I’ve learned from a couple Native American men with their own ministries how to see my new friends from the street as my brothers and sisters. I’ve been amazed to see the elderly caretaker and young female pastor of the First United Methodist Church in Salt Lake City put their faith into action by opening the doors of their beloved, historic 153-year-old sanctuary, trusting our band of crazy advocates to help make the church motto they prayed for come to life: “Turning closed doors into open tables –- all means all.”
That ye may eat and drink at my table in my kingdom. (Luke 22:30)
I have watched Heavenly Father and Jesus Christ’s words come to life in technicolor before my eyes: Loaves and Fishes, the Parable of the Laborers, the Rich Young Man, the Woman Taken in Adultery, the Parable of the Talents, the Good Samaritan, and on and on. The complexities of homelessness and how to end it are devastating and confusing. But God’s love for his children is not, and I am so grateful for the opportunity to feel that love with my friends and relatives in Salt Lake City this winter.
Do we begin again to commend ourselves? Ye are our epistle written in our hearts . . . written not with ink, but with the Spirit of the living God; not in tables of stone, but in fleshy tables of the heart. (2 Corinthians 3:1-3)
One morning after spending the whole night at the Methodist Church watching movies and fighting metaphorical fires, I filled my van with my unsheltered relatives, including one of my sisters Amanda and George, a neurodivergent young man the same age as my son.
As I drove them to a couple of the city’s daytime warming shelters, Amanda did her makeup and talked about her beloved adult children, while George fiddled with all the car buttons and played DJ. After a few upbeat songs, Amanda asked George to play her favorite song: “Save Me” by Jelly Roll.
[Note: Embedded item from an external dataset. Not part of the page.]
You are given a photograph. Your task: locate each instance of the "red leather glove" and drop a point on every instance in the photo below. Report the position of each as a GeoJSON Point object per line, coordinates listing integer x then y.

She sang along with passion to this tragic song as we drove through the freshly plowed streets with the morning sun promising a brighter day for all of us.
As my sister belted out those bitter and humble words, I mourned with her and said a silent prayer of gratitude, thanking my Heavenly Father for helping me see that neither Amanda nor I are lost causes. For knowing just what I needed by bringing me to the Salt Lake Valley. This was the unlikely place where my heart that seemed to be turning to stone could come to the table spread for me by the Savior and this community of godly folk, helping me find again the “fleshy tables of the heart.”
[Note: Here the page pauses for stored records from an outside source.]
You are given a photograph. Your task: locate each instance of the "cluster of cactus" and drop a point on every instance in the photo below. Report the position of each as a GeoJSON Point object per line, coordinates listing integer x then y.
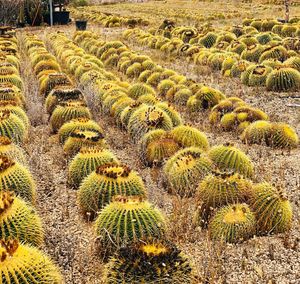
{"type": "Point", "coordinates": [110, 191]}
{"type": "Point", "coordinates": [21, 227]}
{"type": "Point", "coordinates": [149, 261]}
{"type": "Point", "coordinates": [249, 52]}
{"type": "Point", "coordinates": [14, 123]}
{"type": "Point", "coordinates": [69, 114]}
{"type": "Point", "coordinates": [277, 135]}
{"type": "Point", "coordinates": [21, 261]}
And such trust have we through Christ to God-ward . . . Who also hath made us able ministers of the new testament; not of the letter, but of the spirit: for the letter killeth, but the spirit giveth life. (2 Corinthians 3:4,6)
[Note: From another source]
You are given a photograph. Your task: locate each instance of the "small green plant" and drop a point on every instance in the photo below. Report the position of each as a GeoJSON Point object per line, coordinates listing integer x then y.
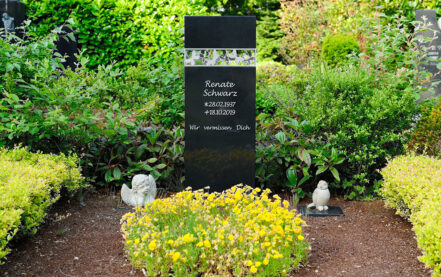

I’m a slow learner, but every day I feel myself getting a little closer to letting go of my FOMB, trusting that He will lead me through his Spirit right to the places and people I need to help me learn how to trust and love like him.
Jelly Roll – Save Me (New Unreleased Video)
Songwriters: Jason Deford, David Ray Stevens
Somebody save me, me from myself
I’ve spent so long living in Hell
They say my lifestyle is bad for my health
It’s the only thing that seems to help
All of this drinkin’ and smokin’ is hopeless
But feel like it’s all that I need
Somethin’ inside of me’s broken
I hold on to anything that sets me free
I’m a lost cause
Baby, don’t waste your time on me
I’m so damaged beyond repair
Life has shattered my hopes and my dreams
What if the night sky was missin’ the moon?